Persuasive gambling advertising is influencing how parents and children view gambling and may reinforce misconceptions, according to a new study funded by the Victorian Responsible Gambling Foundation.
Foundation chief executive Serge Sardo says the study by Associate Professor Samantha Thomas at the University of Wollongong raises concerns about how misleading gambling advertising can be.
"This research supports concerns about the way gambling is being normalised through advertising and indicates that people of all ages can be misled, including children," he said.
Associate professor Samantha Thomas interviewed 59 families for the study to understand how parents and children respond to gambling advertising.
Among the responses, three clear themes emerged with parents and children saying that gambling advertising:
- made them feel positive about gambling
- legitimised and normalised gambling
- made them believe gambling is fun, easy and exciting.
"While there were a range of opinions expressed, there was a general perception that gambling advertisements reinforce a sense of 'cultural capital' between gambling and different activities such as sport," Associate professor Thomas said.
"Our research also shows that just like junk food, tobacco and alcohol, we have a limited understanding of the interplay between gambling products, consumption and advertising messaging," she said.
Mr Sardo cautioned that while gambling is a legitimate form of entertainment, it shouldn't be attached to people's feelings of social acceptance or their love of sport.
"To counter the ease and availability of sports betting and online betting, the Foundation's focus is on helping people make more informed gambling choices that are based on fact rather than persuasive advertising that promises endless riches, social acceptance or prowess," he said.
Associate professor Thomas says the study also showed inconsistency in the way some parents managed their children's exposure to gambling.

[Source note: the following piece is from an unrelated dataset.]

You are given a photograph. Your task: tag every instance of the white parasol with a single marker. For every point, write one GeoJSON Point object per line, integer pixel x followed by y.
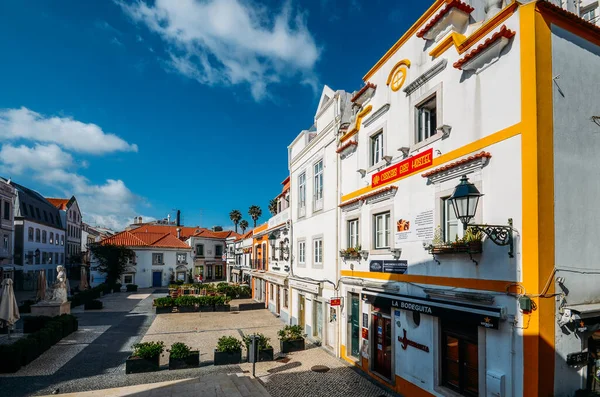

"Some parents in the study facilitated sweeps or other gambling around horse racing events but were strongly opposed to their children being exposed to gambling advertising during sports," she said.
Mr Sardo says the Foundation's public health approach to preventing problem gambling includes a number of initiatives focused on young people and their parents.
"Our Gambling's not a game education programs for sporting clubs and schools aim to raise awareness among young people and the wider community, and we also have a guide for parents to help them tackle the topic with their teenagers," he said.
Parents and children discuss gambling advertising: A qualitative study was funded by the Foundation in the fourth round of the Grants for Gambling Research Program.